There is further confirmation when one looks at the p-value
in the analysis of variance table. The recorded p-value is
.1513. When this is compared to the value of .863
coefficient of multiple determination on the regression
analysis table one can see that it reinforces the decision to
reject the null hypothesis with a fair confidence of not
having a type 2 error.
To display the results in a more pictorial presentation we
have outlined in scatter plot design the relationships of the
different variables. The first scatter diagram shows the
adjusted gross income vs the amount of months employed
with Computability. There is a strong positive relationship
between these two variables. The fact that the salespersons
have been in place for a fair time frame leads one to
speculate that there is some sort of comfort level that
develops over time and helps to improve sales. The
development of a stable sales force is a significant way to
improve sales and profits.
The effects of the sex of the salesperson had no real
correlation. This suggests that the job is suited to any
person with other talents and is not a gender-based
attribute. The graph shows there is a zero correlation
between these two variables.
The average number of calls vs the adjusted gross profits
yielded another strong correlation but in a negative
direction. This would suggest that improvements in sales
would not benefit from increasing the number of sales calls
but might have the opposite effect. If a salesperson is only
judged by the volume of calls made they may project a
limited willingness to get to properly qualify the customer
and offer the correct solution to a need because they are
more interested in meeting management’s call quotes. This
may actually hurt sales and profits over the long term.

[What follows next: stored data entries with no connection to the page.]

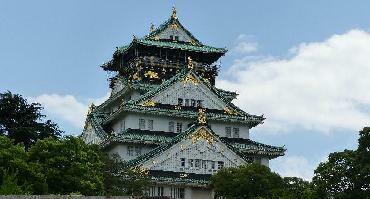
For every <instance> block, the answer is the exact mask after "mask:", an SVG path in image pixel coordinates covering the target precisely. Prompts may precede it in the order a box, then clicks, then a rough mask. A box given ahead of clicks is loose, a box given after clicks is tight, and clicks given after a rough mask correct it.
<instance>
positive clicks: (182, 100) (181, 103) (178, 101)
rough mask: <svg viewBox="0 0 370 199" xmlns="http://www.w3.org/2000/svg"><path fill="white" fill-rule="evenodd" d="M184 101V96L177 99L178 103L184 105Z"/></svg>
mask: <svg viewBox="0 0 370 199" xmlns="http://www.w3.org/2000/svg"><path fill="white" fill-rule="evenodd" d="M183 102H184V100H183V99H182V98H178V99H177V105H179V106H182V103H183Z"/></svg>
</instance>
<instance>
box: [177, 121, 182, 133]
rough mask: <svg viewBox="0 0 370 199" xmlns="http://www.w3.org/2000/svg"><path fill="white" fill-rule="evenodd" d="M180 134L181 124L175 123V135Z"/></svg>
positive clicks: (181, 128)
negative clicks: (175, 131)
mask: <svg viewBox="0 0 370 199" xmlns="http://www.w3.org/2000/svg"><path fill="white" fill-rule="evenodd" d="M181 132H182V123H181V122H177V124H176V133H181Z"/></svg>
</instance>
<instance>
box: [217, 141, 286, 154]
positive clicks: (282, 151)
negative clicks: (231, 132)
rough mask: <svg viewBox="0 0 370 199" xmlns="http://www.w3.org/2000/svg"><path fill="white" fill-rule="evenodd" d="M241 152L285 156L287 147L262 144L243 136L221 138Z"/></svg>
mask: <svg viewBox="0 0 370 199" xmlns="http://www.w3.org/2000/svg"><path fill="white" fill-rule="evenodd" d="M221 140H223V141H224V142H227V143H228V144H230V145H231V146H233V147H235V148H236V149H238V150H239V151H240V152H242V153H244V154H248V155H267V156H270V157H278V156H283V155H284V153H285V151H286V149H285V148H284V147H277V146H271V145H267V144H262V143H259V142H256V141H253V140H250V139H243V138H226V137H223V138H221Z"/></svg>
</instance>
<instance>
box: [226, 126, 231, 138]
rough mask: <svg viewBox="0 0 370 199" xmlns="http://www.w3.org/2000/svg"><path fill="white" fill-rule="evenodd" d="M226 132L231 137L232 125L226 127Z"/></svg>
mask: <svg viewBox="0 0 370 199" xmlns="http://www.w3.org/2000/svg"><path fill="white" fill-rule="evenodd" d="M225 134H226V137H228V138H231V127H229V126H227V127H225Z"/></svg>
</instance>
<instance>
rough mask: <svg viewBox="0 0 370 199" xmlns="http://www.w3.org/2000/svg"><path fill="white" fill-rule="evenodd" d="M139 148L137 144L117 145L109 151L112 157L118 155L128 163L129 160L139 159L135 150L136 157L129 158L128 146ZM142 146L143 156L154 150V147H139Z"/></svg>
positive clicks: (123, 159) (110, 149) (143, 145)
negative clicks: (147, 153) (136, 153)
mask: <svg viewBox="0 0 370 199" xmlns="http://www.w3.org/2000/svg"><path fill="white" fill-rule="evenodd" d="M129 145H131V146H138V145H135V144H123V143H121V144H117V145H115V146H114V147H113V148H111V149H110V150H109V152H108V153H109V154H110V155H113V154H118V155H119V156H120V157H121V159H122V160H124V161H128V160H132V159H135V158H137V157H138V156H136V152H135V149H134V155H133V156H129V155H128V154H127V146H129ZM139 146H141V154H142V155H143V154H146V153H148V152H149V151H151V150H152V149H153V147H149V146H147V145H139Z"/></svg>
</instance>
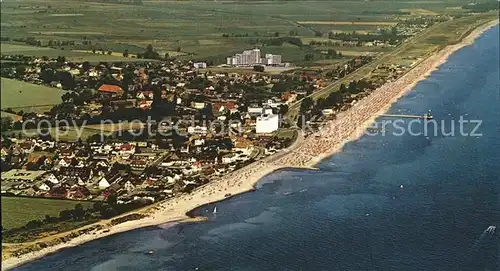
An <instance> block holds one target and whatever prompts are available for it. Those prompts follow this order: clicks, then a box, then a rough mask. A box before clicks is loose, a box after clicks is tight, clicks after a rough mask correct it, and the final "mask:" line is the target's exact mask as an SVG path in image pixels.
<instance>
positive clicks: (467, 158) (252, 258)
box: [18, 27, 500, 271]
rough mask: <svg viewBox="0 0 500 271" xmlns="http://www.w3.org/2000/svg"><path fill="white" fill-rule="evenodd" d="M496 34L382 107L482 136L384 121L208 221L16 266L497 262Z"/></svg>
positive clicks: (411, 269)
mask: <svg viewBox="0 0 500 271" xmlns="http://www.w3.org/2000/svg"><path fill="white" fill-rule="evenodd" d="M498 35H499V28H498V27H495V28H494V29H492V30H490V31H488V32H487V33H485V34H484V35H483V36H482V37H481V38H479V39H478V40H477V41H476V42H475V43H474V44H473V45H472V46H468V47H466V48H464V49H462V50H460V51H458V52H457V53H455V54H454V55H453V56H452V57H450V59H449V61H448V62H447V63H446V64H444V65H442V66H441V68H440V69H439V70H438V71H436V72H434V73H433V74H432V76H431V77H430V78H428V79H427V80H425V81H422V82H420V83H419V84H418V85H417V86H416V88H415V89H414V90H413V91H412V92H411V93H409V94H408V95H406V96H405V97H404V98H402V99H401V100H400V101H399V102H398V103H397V104H395V105H394V106H393V107H392V108H391V109H390V111H391V112H394V113H398V112H404V113H413V114H423V113H424V112H426V111H427V110H428V109H432V113H433V115H434V118H435V119H436V120H438V121H439V122H440V121H442V120H443V121H445V123H440V124H439V125H438V126H437V129H439V130H440V129H441V127H443V126H444V127H445V129H446V130H445V131H446V132H449V131H450V129H451V128H450V127H451V124H450V123H451V121H452V120H453V119H455V120H456V121H457V123H456V127H455V130H458V129H459V127H458V120H459V117H460V116H464V118H465V119H468V120H482V125H481V126H480V128H479V130H478V131H476V133H481V134H482V136H462V135H460V134H459V131H456V135H455V136H444V135H442V134H441V132H440V133H438V134H437V135H434V134H433V132H432V131H433V130H432V129H430V131H431V132H430V135H428V136H411V135H408V134H405V135H403V136H394V135H392V133H390V132H391V131H392V130H394V129H393V128H391V127H388V128H387V129H386V132H387V133H386V135H385V136H382V135H378V136H364V137H362V138H361V139H360V140H357V141H355V142H352V143H349V144H347V145H346V146H345V148H344V150H343V152H341V153H339V154H336V155H335V156H333V157H331V158H329V159H327V160H325V161H323V162H322V163H321V164H320V168H321V170H319V171H301V170H300V171H299V170H282V171H279V172H276V173H275V174H272V175H269V176H267V177H266V178H264V179H263V180H262V181H261V182H260V183H259V185H258V189H257V191H256V192H253V193H247V194H244V195H239V196H236V197H234V198H232V199H230V200H227V201H225V202H220V203H217V204H216V205H217V209H218V213H217V216H216V217H214V216H213V215H212V214H211V213H210V212H206V210H212V208H213V206H207V207H203V208H200V209H198V210H196V211H195V212H196V213H197V214H203V213H205V214H207V215H208V216H210V221H209V222H205V223H199V224H183V225H177V226H175V227H170V228H169V227H153V228H147V229H141V230H136V231H132V232H128V233H123V234H119V235H116V236H112V237H109V238H105V239H102V240H96V241H93V242H90V243H88V244H85V245H82V246H79V247H76V248H70V249H66V250H63V251H61V252H59V253H57V254H54V255H51V256H48V257H45V258H43V259H40V260H37V261H35V262H32V263H30V264H27V265H24V266H22V267H21V268H18V270H37V271H38V270H78V271H81V270H195V268H198V270H454V271H455V270H474V271H478V270H499V269H500V268H499V266H500V260H499V258H500V248H499V238H498V234H497V235H495V234H489V233H485V230H486V228H487V227H488V226H490V225H497V226H500V216H499V215H500V193H499V192H500V108H499V105H500V94H499V87H500V80H499V66H498V62H499V52H498V51H499V42H498ZM380 120H381V119H380ZM408 122H409V120H407V121H406V123H408ZM423 126H424V125H423V124H421V125H418V124H417V125H413V130H414V132H415V131H423ZM474 126H476V124H470V123H469V124H466V125H464V127H463V131H464V132H469V133H470V132H472V129H473V128H474ZM430 128H432V127H430ZM400 185H403V189H401V188H400ZM499 229H500V228H499ZM149 250H153V251H154V254H153V255H146V254H145V252H147V251H149Z"/></svg>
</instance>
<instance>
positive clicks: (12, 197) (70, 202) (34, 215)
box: [2, 197, 92, 229]
mask: <svg viewBox="0 0 500 271" xmlns="http://www.w3.org/2000/svg"><path fill="white" fill-rule="evenodd" d="M78 203H80V204H82V206H83V208H87V207H90V206H91V205H92V202H83V201H72V200H56V199H42V198H24V197H2V227H3V228H6V229H11V228H15V227H20V226H23V225H25V224H26V223H27V222H28V221H30V220H34V219H42V220H43V219H44V217H45V215H50V216H59V212H61V211H62V210H67V209H73V208H74V207H75V205H76V204H78Z"/></svg>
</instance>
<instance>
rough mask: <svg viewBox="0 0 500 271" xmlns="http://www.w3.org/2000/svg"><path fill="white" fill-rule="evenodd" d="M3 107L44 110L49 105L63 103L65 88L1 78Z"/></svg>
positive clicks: (18, 109) (3, 108) (25, 111)
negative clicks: (49, 86) (56, 87)
mask: <svg viewBox="0 0 500 271" xmlns="http://www.w3.org/2000/svg"><path fill="white" fill-rule="evenodd" d="M0 89H1V90H0V92H1V93H0V94H1V98H2V103H1V106H2V109H7V108H12V109H14V110H15V111H19V110H23V111H25V112H40V111H41V112H43V110H45V109H46V108H47V107H49V108H50V107H51V106H52V105H55V104H59V103H61V95H62V94H63V90H61V89H57V88H50V87H45V86H40V85H35V84H30V83H25V82H22V81H17V80H12V79H7V78H1V88H0Z"/></svg>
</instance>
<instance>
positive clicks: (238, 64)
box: [226, 49, 261, 66]
mask: <svg viewBox="0 0 500 271" xmlns="http://www.w3.org/2000/svg"><path fill="white" fill-rule="evenodd" d="M260 63H261V58H260V49H253V50H245V51H243V53H241V54H235V55H234V56H232V57H228V58H227V59H226V64H227V65H233V66H253V65H256V64H260Z"/></svg>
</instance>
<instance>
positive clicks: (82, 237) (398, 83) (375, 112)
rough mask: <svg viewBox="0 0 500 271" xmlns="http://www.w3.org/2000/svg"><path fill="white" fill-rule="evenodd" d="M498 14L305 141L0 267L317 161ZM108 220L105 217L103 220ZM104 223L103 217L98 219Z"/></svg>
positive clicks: (144, 226)
mask: <svg viewBox="0 0 500 271" xmlns="http://www.w3.org/2000/svg"><path fill="white" fill-rule="evenodd" d="M497 24H498V19H497V20H495V21H492V22H489V23H486V24H483V25H481V26H480V27H478V28H476V29H474V30H472V32H470V33H469V34H468V35H467V37H465V38H464V39H462V40H461V41H460V42H459V43H457V44H454V45H449V46H446V47H445V48H443V49H442V50H440V51H438V52H435V53H433V54H432V55H430V56H429V57H427V58H425V59H424V60H423V61H422V62H420V63H419V64H418V65H416V66H415V67H414V68H413V69H411V70H410V71H409V72H407V73H406V74H405V75H403V76H402V77H400V78H399V79H398V80H396V81H394V82H390V83H387V84H384V85H383V86H382V87H380V88H378V89H377V90H374V91H373V93H371V94H370V95H369V96H368V97H365V98H364V99H363V100H361V101H359V102H358V103H356V104H355V105H354V106H353V107H351V108H350V109H348V110H347V111H346V112H343V113H341V114H339V116H338V118H337V119H336V120H333V121H331V122H329V123H328V124H326V125H325V127H324V128H323V129H321V130H320V131H319V132H318V133H317V135H319V137H315V136H310V137H308V138H307V139H305V140H297V141H298V143H297V144H294V145H293V146H292V147H290V148H289V149H288V150H285V151H282V152H279V153H278V158H276V157H273V156H270V157H267V158H264V159H262V160H260V161H257V162H255V163H253V164H251V165H249V166H246V167H244V168H242V169H240V170H237V171H235V172H232V173H230V174H228V175H226V176H224V177H223V179H222V178H220V179H216V180H213V181H212V182H210V183H208V184H206V185H204V186H202V187H199V188H198V189H196V190H195V191H193V192H192V193H191V194H189V195H183V196H181V197H178V198H174V199H170V200H167V201H164V202H161V203H158V204H156V205H155V206H152V207H151V208H149V209H154V211H153V212H151V213H150V214H149V216H148V217H146V218H143V219H140V220H133V221H127V222H124V223H121V224H118V225H115V226H110V227H108V228H107V230H106V232H104V231H103V230H99V231H95V232H90V233H86V234H83V235H81V236H78V237H76V238H73V239H72V240H70V241H68V242H66V243H60V244H57V245H54V246H50V247H47V248H43V249H41V250H38V251H35V252H30V253H27V254H24V255H21V256H19V257H11V258H8V259H5V260H3V261H2V270H7V269H11V268H14V267H17V266H19V265H22V264H25V263H27V262H30V261H33V260H35V259H38V258H41V257H43V256H46V255H48V254H51V253H55V252H57V251H59V250H60V249H63V248H68V247H73V246H78V245H80V244H83V243H86V242H89V241H92V240H96V239H99V238H102V237H106V236H109V235H113V234H116V233H121V232H125V231H129V230H133V229H137V228H142V227H148V226H155V225H159V224H165V223H179V222H188V221H202V220H203V219H200V218H190V217H188V214H189V213H190V212H191V211H192V210H193V209H196V208H198V207H200V206H203V205H206V204H209V203H213V202H217V201H221V200H224V199H226V198H228V197H227V196H226V195H227V194H231V196H234V195H237V194H241V193H245V192H248V191H252V190H253V189H254V187H255V184H256V183H257V182H259V180H260V179H262V178H263V177H265V176H266V175H269V174H270V173H272V172H274V171H276V170H280V169H284V168H294V167H296V168H313V167H314V166H315V165H317V164H318V163H319V162H321V161H322V160H324V159H325V158H328V157H330V156H332V155H333V154H335V153H337V152H339V151H341V150H342V148H343V146H344V144H346V143H347V142H350V141H352V140H356V139H358V138H359V137H361V136H362V134H363V131H364V130H365V129H366V128H367V127H369V126H370V125H371V124H372V123H373V122H374V121H375V119H376V118H378V116H379V115H380V114H382V113H384V112H386V111H387V110H388V109H389V108H390V106H391V105H392V104H393V103H394V102H396V101H397V100H398V99H399V98H401V97H402V96H403V95H405V94H406V93H407V92H408V91H410V90H411V89H412V88H413V87H414V86H415V85H416V84H417V83H418V82H420V81H421V80H424V79H425V78H427V77H428V76H429V75H430V74H431V73H432V72H433V71H435V70H436V69H438V68H439V66H440V65H442V64H443V63H445V62H446V61H447V59H448V57H449V56H450V55H451V54H453V53H454V52H456V51H458V50H459V49H461V48H463V47H465V46H467V45H470V44H472V43H473V42H474V40H475V39H476V38H477V37H479V36H480V35H481V34H483V33H484V32H485V31H487V30H488V29H490V28H492V27H494V26H496V25H497ZM108 222H109V221H108ZM100 224H101V225H106V224H107V222H106V221H103V222H100Z"/></svg>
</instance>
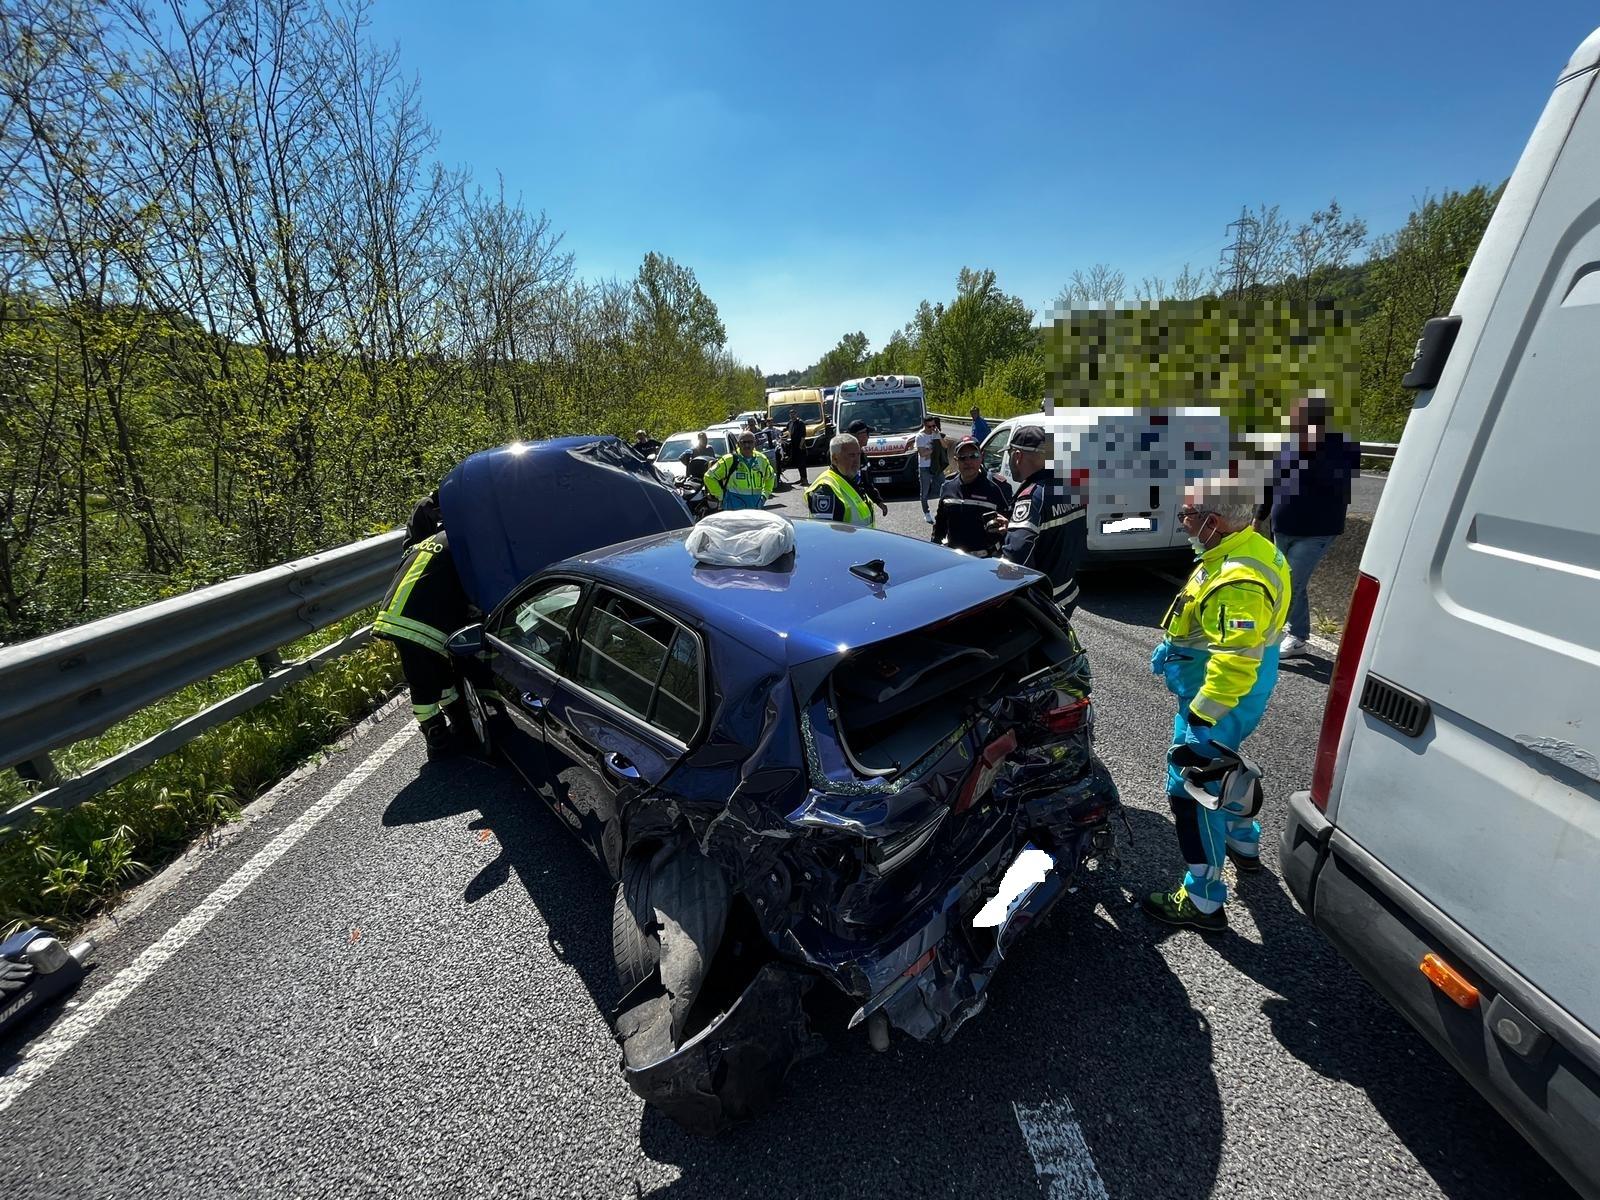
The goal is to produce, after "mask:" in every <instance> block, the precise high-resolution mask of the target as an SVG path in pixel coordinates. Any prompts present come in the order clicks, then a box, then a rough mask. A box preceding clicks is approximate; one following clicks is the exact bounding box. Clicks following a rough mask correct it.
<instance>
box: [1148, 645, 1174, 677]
mask: <svg viewBox="0 0 1600 1200" xmlns="http://www.w3.org/2000/svg"><path fill="white" fill-rule="evenodd" d="M1171 653H1173V643H1171V642H1168V640H1166V638H1162V642H1160V643H1158V645H1157V646H1155V653H1152V654H1150V674H1152V675H1160V674H1162V672H1163V670H1165V669H1166V658H1168V656H1170V654H1171Z"/></svg>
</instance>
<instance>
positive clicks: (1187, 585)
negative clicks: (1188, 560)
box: [1162, 528, 1290, 725]
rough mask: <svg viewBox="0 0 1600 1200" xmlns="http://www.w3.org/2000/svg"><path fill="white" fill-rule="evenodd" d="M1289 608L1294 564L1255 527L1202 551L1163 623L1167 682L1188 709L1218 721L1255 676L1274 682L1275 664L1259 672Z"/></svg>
mask: <svg viewBox="0 0 1600 1200" xmlns="http://www.w3.org/2000/svg"><path fill="white" fill-rule="evenodd" d="M1288 613H1290V565H1288V560H1286V558H1285V557H1283V552H1282V550H1278V547H1275V546H1274V544H1272V542H1269V541H1267V539H1266V538H1262V536H1261V534H1259V533H1256V531H1254V530H1250V528H1246V530H1240V531H1238V533H1230V534H1227V536H1226V538H1224V539H1222V541H1219V542H1218V544H1216V546H1213V547H1211V549H1210V550H1206V552H1205V554H1203V555H1200V562H1197V563H1195V568H1194V571H1192V573H1190V574H1189V579H1187V581H1186V582H1184V586H1182V590H1181V592H1178V595H1176V597H1174V598H1173V603H1171V606H1170V608H1168V610H1166V616H1165V618H1162V629H1165V630H1166V643H1168V646H1170V650H1171V653H1170V654H1168V656H1166V664H1165V667H1163V670H1165V672H1166V685H1168V688H1170V690H1171V691H1174V693H1176V694H1178V698H1179V699H1181V701H1184V702H1187V704H1189V709H1190V712H1194V714H1195V715H1197V717H1203V718H1205V720H1208V722H1211V723H1213V725H1214V723H1216V722H1219V720H1222V718H1224V717H1227V715H1229V714H1230V712H1232V710H1234V709H1235V707H1240V706H1243V702H1245V699H1246V698H1251V699H1253V701H1259V702H1261V704H1264V702H1266V699H1264V696H1254V693H1256V691H1258V680H1259V682H1261V683H1262V685H1264V686H1266V688H1267V690H1270V686H1272V680H1275V678H1277V672H1275V670H1272V672H1267V675H1262V674H1261V664H1262V661H1264V659H1266V658H1267V656H1269V654H1270V656H1272V661H1274V662H1277V648H1278V638H1280V637H1282V635H1283V622H1285V621H1286V619H1288Z"/></svg>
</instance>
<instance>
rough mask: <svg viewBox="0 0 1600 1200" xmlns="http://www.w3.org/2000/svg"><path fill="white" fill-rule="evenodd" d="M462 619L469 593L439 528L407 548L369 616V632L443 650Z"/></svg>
mask: <svg viewBox="0 0 1600 1200" xmlns="http://www.w3.org/2000/svg"><path fill="white" fill-rule="evenodd" d="M466 622H467V594H466V592H464V590H462V589H461V578H459V576H458V574H456V562H454V558H451V557H450V541H448V538H446V536H445V531H443V530H440V531H438V533H434V534H429V536H427V538H424V539H422V541H419V542H416V544H414V546H410V547H408V549H406V554H405V558H403V560H402V563H400V570H398V571H395V578H394V582H390V584H389V594H387V595H386V597H384V600H382V605H381V608H379V611H378V618H376V619H374V621H373V634H374V635H378V637H387V638H400V640H403V642H414V643H416V645H419V646H427V648H429V650H432V651H437V653H440V654H443V653H446V650H445V640H446V638H448V637H450V635H451V634H453V632H454V630H458V629H461V626H464V624H466Z"/></svg>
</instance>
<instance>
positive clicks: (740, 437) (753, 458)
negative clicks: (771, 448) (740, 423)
mask: <svg viewBox="0 0 1600 1200" xmlns="http://www.w3.org/2000/svg"><path fill="white" fill-rule="evenodd" d="M738 445H739V450H738V453H731V454H723V456H722V458H720V459H717V466H714V467H712V469H710V470H707V472H706V491H709V493H710V494H712V499H715V501H717V504H720V506H722V509H723V510H725V512H733V510H736V509H763V507H766V501H768V499H771V494H773V488H776V486H778V475H776V472H774V470H773V464H771V462H770V461H768V459H766V454H763V453H762V451H758V450H757V448H755V430H754V429H746V430H744V432H742V434H739V443H738Z"/></svg>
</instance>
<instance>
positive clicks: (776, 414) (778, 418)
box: [766, 387, 830, 462]
mask: <svg viewBox="0 0 1600 1200" xmlns="http://www.w3.org/2000/svg"><path fill="white" fill-rule="evenodd" d="M795 413H800V419H802V421H805V458H806V462H822V461H826V459H827V438H829V435H830V426H829V424H827V416H826V414H824V413H822V390H821V389H818V387H771V389H768V390H766V416H768V418H771V421H773V426H776V427H778V430H779V434H781V437H782V438H784V448H786V450H787V446H789V418H792V416H794V414H795Z"/></svg>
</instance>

The next graph showing the relationship of the average
length of calls vs the adjusted gross profit supports the
theme began from the last graph. The criteria that call for
good customer qualification and a building of a relationship
with that customer will be reflected by a positive correlation
to sales improvement. This relationship will take some time.
A longer phone conversation can help to qualify better and
build the trust needed to assist in repeated sales volume.
The longer you are on the phone, the greater the chance
you will have to sell something to the client.
The last graph looks at the monthly attendance vs adjusted
gross profit and one can see little relationship on a direct
basis. It should be noted that if you do not come to work
you would not make any calls. However just being at work
will not guarantee you success. The success of the program
is dependent on the attitude of quality not quantity.
In summary, the amount of expertise developed over time
and the amount of quality conversations developed over
time are the important factors. Sales will not improve when
activity is based on factors of quantity only.